02 Juni 2003 — 8 menit baca

Ex-tapol tidak berhak KTP Seumur Hidup

Mohon perhatian para pembaca sekalian terhadap berita tentang “Bekas Tahanan Politik Tidak Berhak KTP Seumur Hidup” yang disiarkan oleh Harian Sinar Indonesia Baru (30 Mei 2003). Sebab berita yang singkat ini menunjukkan bahwa sisa-sisa buruk dari sistem politik rezim militer Orde Baru masih diteruskan sampai sekarang. Walaupun Suharto sudah “dilengserkan” lima tahun yang lalu oleh gerakan pemuda/mahasiswa dan tekanan inernasional, tetapi masih banyak praktek-praktek rezimnya yang terus mendatangkan - sampai sekarang ! - , penderitaan bagi para korban Orde Baru beserta keluarga mereka. Berita tersebut lengkapnya berbunyi sebagai berikut :

“Nona Nani Nurani, warga Kelurahan Tugu Utara, Kec Koja Jakarta Utara, yang mem-PTUN-kan camatnya ternyata seorang Eks Tapol Golongan C, yang tidak berhak memperoleh KTP seumur hidup.
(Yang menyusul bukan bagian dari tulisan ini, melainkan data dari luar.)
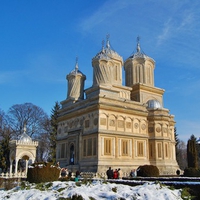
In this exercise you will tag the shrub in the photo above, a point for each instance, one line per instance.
(148, 171)
(191, 172)
(43, 172)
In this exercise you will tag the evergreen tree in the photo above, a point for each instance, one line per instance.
(5, 136)
(177, 142)
(192, 153)
(5, 150)
(53, 133)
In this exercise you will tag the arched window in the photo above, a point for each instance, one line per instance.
(71, 155)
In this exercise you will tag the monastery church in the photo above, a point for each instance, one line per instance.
(112, 125)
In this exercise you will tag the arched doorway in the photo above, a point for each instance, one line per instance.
(71, 161)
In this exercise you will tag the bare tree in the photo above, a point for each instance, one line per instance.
(182, 154)
(37, 125)
(5, 136)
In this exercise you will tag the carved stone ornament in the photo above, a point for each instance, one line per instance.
(151, 129)
(136, 125)
(158, 129)
(95, 121)
(143, 126)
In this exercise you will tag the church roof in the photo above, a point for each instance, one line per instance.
(25, 138)
(153, 104)
(139, 53)
(76, 71)
(107, 52)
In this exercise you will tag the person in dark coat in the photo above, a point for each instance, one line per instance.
(109, 173)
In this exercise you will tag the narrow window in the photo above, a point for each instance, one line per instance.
(89, 147)
(94, 146)
(62, 150)
(84, 147)
(140, 149)
(107, 146)
(124, 147)
(159, 150)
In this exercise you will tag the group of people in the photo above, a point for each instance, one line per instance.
(114, 174)
(117, 174)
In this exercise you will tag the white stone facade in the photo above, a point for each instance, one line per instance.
(117, 126)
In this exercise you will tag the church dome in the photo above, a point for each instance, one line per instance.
(25, 138)
(153, 104)
(107, 53)
(139, 53)
(76, 71)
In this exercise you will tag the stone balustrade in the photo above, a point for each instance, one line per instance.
(13, 175)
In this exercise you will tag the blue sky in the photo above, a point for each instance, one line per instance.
(40, 40)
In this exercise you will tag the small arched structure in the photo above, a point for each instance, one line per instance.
(24, 148)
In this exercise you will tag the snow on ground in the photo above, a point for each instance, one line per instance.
(97, 190)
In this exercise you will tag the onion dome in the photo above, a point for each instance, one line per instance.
(107, 53)
(76, 83)
(153, 104)
(24, 137)
(76, 71)
(139, 53)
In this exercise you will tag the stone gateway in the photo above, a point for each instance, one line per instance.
(112, 125)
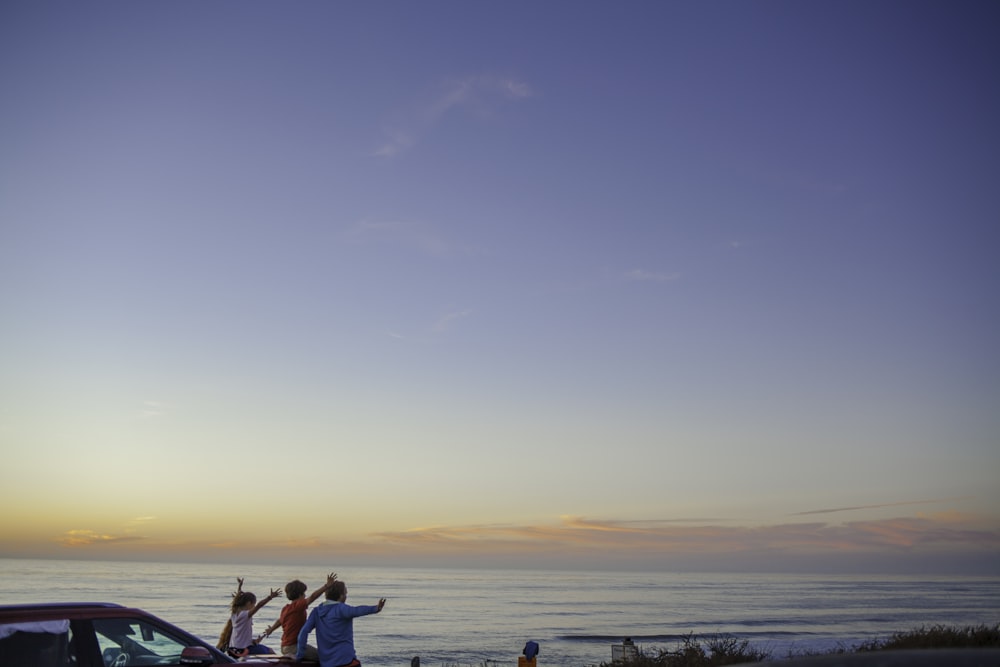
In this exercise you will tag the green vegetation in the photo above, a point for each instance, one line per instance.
(727, 650)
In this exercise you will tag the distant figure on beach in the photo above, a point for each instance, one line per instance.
(334, 624)
(242, 609)
(293, 616)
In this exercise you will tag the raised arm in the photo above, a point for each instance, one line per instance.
(330, 578)
(275, 592)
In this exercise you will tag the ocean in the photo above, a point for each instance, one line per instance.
(457, 618)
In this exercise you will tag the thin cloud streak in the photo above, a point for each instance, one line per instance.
(869, 507)
(579, 541)
(480, 93)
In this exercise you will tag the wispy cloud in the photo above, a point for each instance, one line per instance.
(575, 541)
(420, 237)
(480, 94)
(642, 275)
(85, 538)
(856, 508)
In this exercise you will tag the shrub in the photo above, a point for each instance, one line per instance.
(937, 636)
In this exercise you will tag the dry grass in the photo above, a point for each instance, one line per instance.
(727, 650)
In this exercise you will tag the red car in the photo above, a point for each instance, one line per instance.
(99, 635)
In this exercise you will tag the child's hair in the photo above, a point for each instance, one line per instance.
(295, 589)
(242, 599)
(336, 590)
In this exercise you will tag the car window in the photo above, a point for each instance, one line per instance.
(130, 642)
(44, 644)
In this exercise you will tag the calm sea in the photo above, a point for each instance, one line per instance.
(468, 617)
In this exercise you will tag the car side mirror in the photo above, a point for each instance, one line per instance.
(197, 655)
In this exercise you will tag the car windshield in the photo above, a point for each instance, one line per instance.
(44, 644)
(126, 642)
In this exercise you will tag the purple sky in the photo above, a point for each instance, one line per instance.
(510, 276)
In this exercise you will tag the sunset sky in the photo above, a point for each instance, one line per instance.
(644, 285)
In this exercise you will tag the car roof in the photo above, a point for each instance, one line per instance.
(22, 612)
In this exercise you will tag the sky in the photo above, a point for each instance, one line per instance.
(564, 284)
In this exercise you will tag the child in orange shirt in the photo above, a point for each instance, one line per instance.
(293, 616)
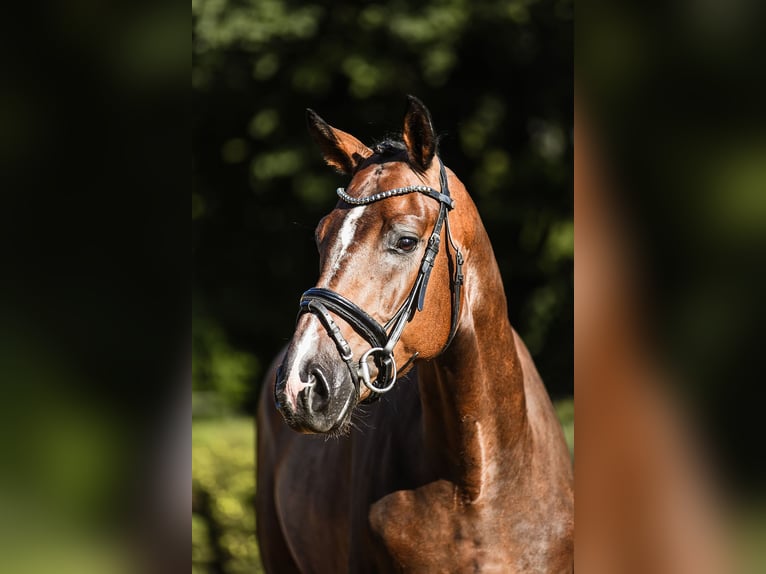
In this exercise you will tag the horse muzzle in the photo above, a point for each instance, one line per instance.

“SK Mendagri No.24 tahun 1991, antara lain berisi bahwa mereka yang berstatus eks Tapol tidak berhak memperoleh KTP seumur hidup,” kata Camat Koja, Usman, Rabu (28/5).

Karena itulah Sudin Kependudukan dan Catatan Sipil Jakut tidak memberikan KTP seumur hidup kepada yang bersangkutan. Tetapi KTP biasa yang harus diperpanjang lima tahun tetap diberikan. Soal di-PTUN-kannya camat, Usman mengatakan itu hak yang bersangkutan. Tentunya semua langkah yang dilakukan telah melalui prosedur yang sebenarnya.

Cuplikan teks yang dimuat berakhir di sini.